Matthieu 18-3 & 11-25



4ème partie - les Sacrements              - 56 - L'Absolution - la Réparation

Nous nous sommes repentis de nos fautes -Contrition-,
et nous les avons avouées à Dieu par l'oreille du Prêtre -Confession-.
Dieu va maintenant pardonner nos péchés,
les absoudre, nous donner son Absolution.

Qu'est-ce que l'Absolution ?
En droit, c'est le jugement qui,
tout en déclarant coupable un inculpé, le renvoie de l'accusation.
Mais l'absolution n'est pas un acquittement.
La faute existe, elle est seulement "remise".

Ici, c'est la rémission du péché, dans deux sens du mot "remettre" :
Primo: Remettre dans l'ancien état, -un compteur à zéro, par exemple-
c'est donc le décompte -déduction- d'une faute.
Secundo: Remettre sur la bonne voie, à sa juste place -un homme égaré
c'est donc la grâce accordée au coupable.

Mais ainsi que, dans le cas de la confession,
Dieu Lui-même a écouté l'aveu de nos péchés,
ici ce ne sont ni le Pape, ni les Évêques, ni les Prêtres
qui accordent l'absolution "au Nom du Père, du Fils et du St Esprit",
mais Dieu Lui-même qui, par leur bouche, pardonne nos fautes.

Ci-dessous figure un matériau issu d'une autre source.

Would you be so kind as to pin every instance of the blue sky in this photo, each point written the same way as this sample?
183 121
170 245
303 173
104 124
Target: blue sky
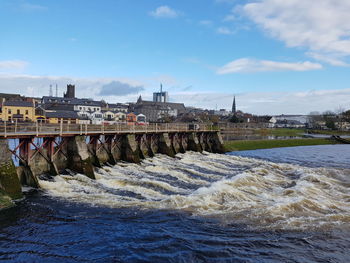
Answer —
276 56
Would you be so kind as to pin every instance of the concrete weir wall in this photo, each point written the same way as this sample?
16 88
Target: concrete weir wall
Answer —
9 182
81 154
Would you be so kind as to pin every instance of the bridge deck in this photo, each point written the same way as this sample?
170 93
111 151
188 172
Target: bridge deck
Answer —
36 130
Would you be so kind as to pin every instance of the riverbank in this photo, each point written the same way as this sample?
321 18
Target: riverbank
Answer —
245 145
5 201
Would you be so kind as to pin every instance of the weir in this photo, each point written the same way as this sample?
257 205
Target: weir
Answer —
53 151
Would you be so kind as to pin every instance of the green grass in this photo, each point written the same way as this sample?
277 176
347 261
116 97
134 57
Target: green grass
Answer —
267 144
280 132
5 201
330 132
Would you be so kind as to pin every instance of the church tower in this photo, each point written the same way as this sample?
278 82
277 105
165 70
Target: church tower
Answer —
234 105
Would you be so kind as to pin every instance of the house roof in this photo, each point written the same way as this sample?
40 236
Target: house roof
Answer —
172 105
72 101
62 114
19 103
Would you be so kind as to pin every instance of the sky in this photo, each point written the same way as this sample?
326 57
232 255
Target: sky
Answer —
275 56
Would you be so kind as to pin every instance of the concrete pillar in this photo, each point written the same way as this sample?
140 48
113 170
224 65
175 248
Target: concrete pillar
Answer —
26 176
104 155
184 141
143 146
202 137
153 142
193 142
41 163
164 145
206 138
9 182
216 143
79 159
176 144
116 148
130 149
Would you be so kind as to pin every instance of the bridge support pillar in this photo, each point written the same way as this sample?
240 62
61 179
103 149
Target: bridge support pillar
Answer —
164 145
116 147
193 143
153 140
143 146
9 182
216 143
130 149
79 159
175 143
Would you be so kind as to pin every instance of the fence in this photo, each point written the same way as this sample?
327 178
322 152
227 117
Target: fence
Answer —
40 129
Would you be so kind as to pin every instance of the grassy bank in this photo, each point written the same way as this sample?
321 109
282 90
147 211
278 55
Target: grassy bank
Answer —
5 201
330 132
280 132
267 144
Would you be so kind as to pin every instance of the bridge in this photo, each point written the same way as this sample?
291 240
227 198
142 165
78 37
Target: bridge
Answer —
39 148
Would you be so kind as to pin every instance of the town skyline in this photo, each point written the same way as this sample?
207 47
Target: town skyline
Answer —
202 56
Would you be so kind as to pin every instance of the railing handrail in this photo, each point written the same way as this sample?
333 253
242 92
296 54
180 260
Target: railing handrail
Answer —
37 128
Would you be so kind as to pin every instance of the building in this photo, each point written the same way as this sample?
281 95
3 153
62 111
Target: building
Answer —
161 96
288 121
157 111
234 110
131 118
120 117
141 119
8 96
68 117
18 110
70 91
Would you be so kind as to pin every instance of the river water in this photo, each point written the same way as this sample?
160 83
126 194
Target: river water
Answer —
279 205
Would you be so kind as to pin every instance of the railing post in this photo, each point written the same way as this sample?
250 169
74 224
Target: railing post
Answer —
37 128
61 127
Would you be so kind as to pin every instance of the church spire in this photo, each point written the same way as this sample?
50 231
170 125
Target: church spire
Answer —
234 105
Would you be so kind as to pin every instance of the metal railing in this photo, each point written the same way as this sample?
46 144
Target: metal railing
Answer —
13 129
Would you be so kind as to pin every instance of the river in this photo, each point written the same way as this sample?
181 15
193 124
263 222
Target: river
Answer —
279 205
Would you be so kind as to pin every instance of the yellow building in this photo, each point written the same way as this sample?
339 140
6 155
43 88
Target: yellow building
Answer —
56 117
17 110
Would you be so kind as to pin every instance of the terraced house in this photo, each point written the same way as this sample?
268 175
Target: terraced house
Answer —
18 111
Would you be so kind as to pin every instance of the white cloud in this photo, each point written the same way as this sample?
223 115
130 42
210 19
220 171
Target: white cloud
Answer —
332 60
12 65
229 18
272 103
164 12
224 31
226 1
32 7
205 22
320 26
253 65
30 85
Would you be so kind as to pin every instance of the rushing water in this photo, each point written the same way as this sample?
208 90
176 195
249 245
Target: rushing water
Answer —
280 205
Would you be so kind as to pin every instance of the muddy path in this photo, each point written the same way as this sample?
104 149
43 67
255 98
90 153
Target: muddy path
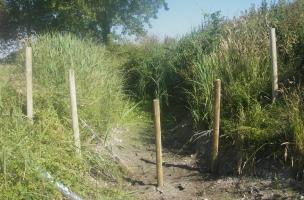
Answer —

Dès cet instant, quelque soit la gravité du péché,
et si Dieu juge notre contrition sincère,
notre Vie Éternelle, un moment interrompue, est retrouvée ;
la Grâce Sanctifiante nous est rendue.

Que se passe-t-il si la Confession est incomplète ?
L'oubli totalement involontaire d'un péché ne l'aggrave pas,
et ne retire pas le pardon que Dieu a accordé.
Mais pour éviter toute omission,
l'on termine l'énumération de ses fautes
en s'accusant encore des péchés dont on ne se souvient pas,
quitte à les avouer plus tard, la mémoire revenue.

Que se passe-t-il si l'aveu ou le regret n'est pas sincère ?
Si la Confession est volontairement incomplète, ou mensongère,
ou encore si la Contrition est simulée ou nulle,
c'est à dire si l'on a triché avec Dieu,
le Prêtre, qui l'ignore, prononce les paroles de l'Absolution.
Le Sacrement est donné, mais le pécheur n'est pas délié de sa faute :
Bien plus ! Ayant bafoué la Vérité et l'honneur de Dieu
il a commis encore le péché de profanation d'un signe sacré,
et que pour cette raison l'on nomme Sacrilège.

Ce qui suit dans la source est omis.